Bütün meyve ve tohumlar, birer hikmet mucizesi, birer san’at harikası, birer rahmet hediyesi, birer vahdet delili, âhiret yurdundaki İlâhî lütufların birer şahididir. Onlar birer doğru şahid olarak ilân ederler ki, kendilerinin Yaratıcısı herşeye gücü yeten Kadîr ve herşeyi bilen Alîmdir. Onun rahmeti ve ilmi ve yaratması ve tedbiri ve san’at ve tasviri herşeyi kaplamıştır. Onun yaratma ve tedbirine ve san’at ve tasvirine oranla güneş bir tohumcuk gibi, yıldız bir çiçek gibi, yerküre bir tane gibidir; hiçbir şey Ona ağır gelmez. Meyve ve tohumlar, kesret âleminin her tarafında vahdetin aynaları, kaderin işaretleri, kudretin remizleridir ki, bu kesretli varlıkların kaynaklarının vahdetini gösterirler. Onlar, bir kaynaktan çıkmaları sırasında yoktan benzersiz şekilde var eden Fâtırlarının san’at ve tedbirdeki birliğine şehadet ettikleri gibi, tekrar birlikte son bulmalarıyla da san’atkârlarının yaratma ve tedbirindeki hikmetini zikrederler.

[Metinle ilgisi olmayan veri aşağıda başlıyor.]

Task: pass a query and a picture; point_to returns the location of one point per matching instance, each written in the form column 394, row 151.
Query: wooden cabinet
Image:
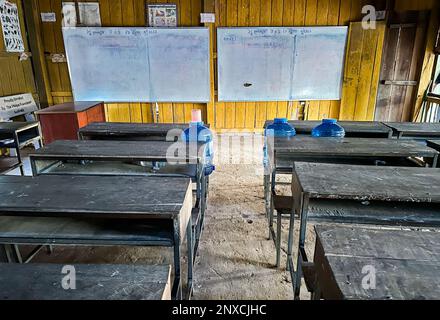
column 62, row 121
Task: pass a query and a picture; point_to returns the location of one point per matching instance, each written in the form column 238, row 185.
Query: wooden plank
column 406, row 271
column 415, row 128
column 141, row 196
column 303, row 146
column 368, row 183
column 131, row 131
column 93, row 282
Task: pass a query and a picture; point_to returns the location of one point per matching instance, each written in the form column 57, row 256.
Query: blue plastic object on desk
column 198, row 132
column 279, row 128
column 328, row 128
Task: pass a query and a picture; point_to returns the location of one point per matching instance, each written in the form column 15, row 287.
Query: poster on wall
column 11, row 27
column 69, row 14
column 89, row 15
column 162, row 15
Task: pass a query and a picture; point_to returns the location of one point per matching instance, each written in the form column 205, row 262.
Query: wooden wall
column 15, row 76
column 247, row 116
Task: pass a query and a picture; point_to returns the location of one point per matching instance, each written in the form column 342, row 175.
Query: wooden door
column 401, row 66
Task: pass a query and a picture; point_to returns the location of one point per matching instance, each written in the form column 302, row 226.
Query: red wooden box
column 62, row 121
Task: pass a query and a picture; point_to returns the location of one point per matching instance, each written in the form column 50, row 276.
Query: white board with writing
column 138, row 64
column 280, row 63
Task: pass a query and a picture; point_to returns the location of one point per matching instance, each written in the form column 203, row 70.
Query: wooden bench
column 130, row 131
column 92, row 282
column 283, row 153
column 393, row 196
column 93, row 157
column 353, row 129
column 404, row 264
column 415, row 130
column 111, row 210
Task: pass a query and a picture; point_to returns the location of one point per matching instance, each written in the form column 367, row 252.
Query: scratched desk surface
column 333, row 181
column 122, row 128
column 107, row 196
column 302, row 145
column 105, row 149
column 415, row 128
column 93, row 282
column 406, row 263
column 352, row 128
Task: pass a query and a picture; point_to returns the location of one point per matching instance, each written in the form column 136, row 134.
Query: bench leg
column 271, row 211
column 278, row 243
column 189, row 240
column 177, row 285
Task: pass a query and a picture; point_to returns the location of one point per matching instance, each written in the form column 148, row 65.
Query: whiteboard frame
column 282, row 27
column 208, row 80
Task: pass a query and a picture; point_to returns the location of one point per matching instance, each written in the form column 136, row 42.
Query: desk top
column 11, row 127
column 106, row 196
column 70, row 107
column 362, row 147
column 435, row 144
column 415, row 128
column 333, row 181
column 130, row 129
column 93, row 281
column 119, row 150
column 356, row 128
column 406, row 262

Hem o meyve ve tohumlar Rabbânî hikmetin işaretleridir ki, herşeyin Yaratıcısı olan Allah’ın, o cüz’î varlıklara yönelik kapsamlı bakışı, onların cüzlerine dahi baktığını gösterir. Çünkü o ağacın yaratılmasının asıl gayesi, onun meyvesidir. İşte, insan da şu kâinatın meyvesidir ve kâinatın Yaratıcısının nazarında en açık gaye odur. Kalb de bir tohumcuk gibidir ve varlıkları yaratan San’atkârın en münevver aynası odur. İşte şu hikmettendir ki, bu kâinattaki şu küçücük insan, bu varlıklar âleminde haşir ve neşir gibi büyük inkılâplara ve kâinatın tahrip edilip değiştirilmesine, başka şekle sokulup yenilenmesine en güçlü gerekçe olur.